In my own mind, let’s say Blue Note, most famously. Factory Records. 4AD. And as far as the U.S. indie scene at that time, SST. All had very distinctive looks, and as somebody who had — I had also started a couple of indie record stores, I’d pretty much worked indie rock from every possible facet — what I would notice from working at record stores is that people would walk in and more times than not buy records simply because of the cover art. If there was a label like 4AD or SST that had a very consistent look, people would want to collect those records. Postcard Records from Scotland was another example. Because of the similar look, oftentimes people would want to collect everything in the series. This had a lot to do with how we packaged our singles; with the singles club, we had the bar running across the top. They became a series, and people would go out of their way to get everything in the series, and that led to a lot more record sales.
To me, the key to this identity lies in the black and white photography of Charles Peterson, which captures the sweat, hair, denim, and flannel in bipolar moments of frenzied motion or apathetic daze. His photos grace the front and back covers of almost all of the early Sub Pop releases. Pavitt discusses how the partnership with Peterson came about:
He had just finished printing life-sized photos of bands like Malfunkshun and Green River, and he had this whole showcase in his house. I looked at those photos, and I immediately knew that he was catching the energy of the groups, and combining these images with the music would work. Every record label needs a visual motif to establish [itself], and those photos would help do it.
Charles Peterson’s iconic music photography of the era has been collected in the book Touch Me, I’m Sick.
Elsewhere, Toru Aki’s blurry portraits are the antithesis of Peterson’s work — emerging from a white void, they cast everyday scenes and faces as memory ghosts. More moody photography from Lane Coder. Jamie Chung’s Project One contains black and white abstracts that are part rorschach blot and part ink on water cocktail. Be sure to follow up with her fungus photography in Project Two. (No direct links for these flash portfolios…)
More sights at Artlog in focus, but no permalinks for guests. The portfolio of the Swiss duo Fageta (via It’s Nice That) and the design & illustration of Tim Fishlock.

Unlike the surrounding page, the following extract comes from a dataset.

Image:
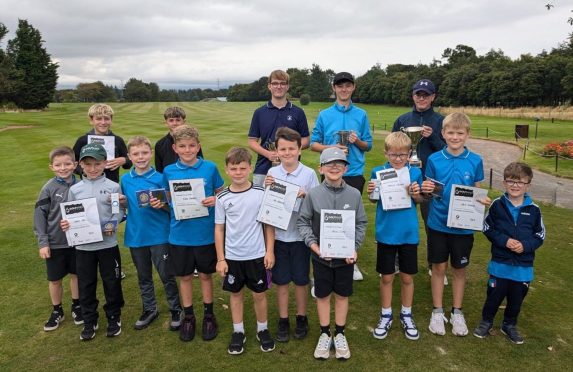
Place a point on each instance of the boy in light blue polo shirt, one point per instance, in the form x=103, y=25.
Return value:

Felix Sockwell explains the design process behind his gorgeous icons for the New York Times on the iPhone (via Brand New). Meanwhile, some NYTimes Labs developers have launched ShifD, which could be an interesting player in the manage-your-notes-on-all-your-devices space. Old school GTD fans will probably be beside themselves at the mention of Beeswax, a curses based todo application based on Lotus Agenda. Those same people might also be interested in TwitVim, a Twitter client for Vim (of course).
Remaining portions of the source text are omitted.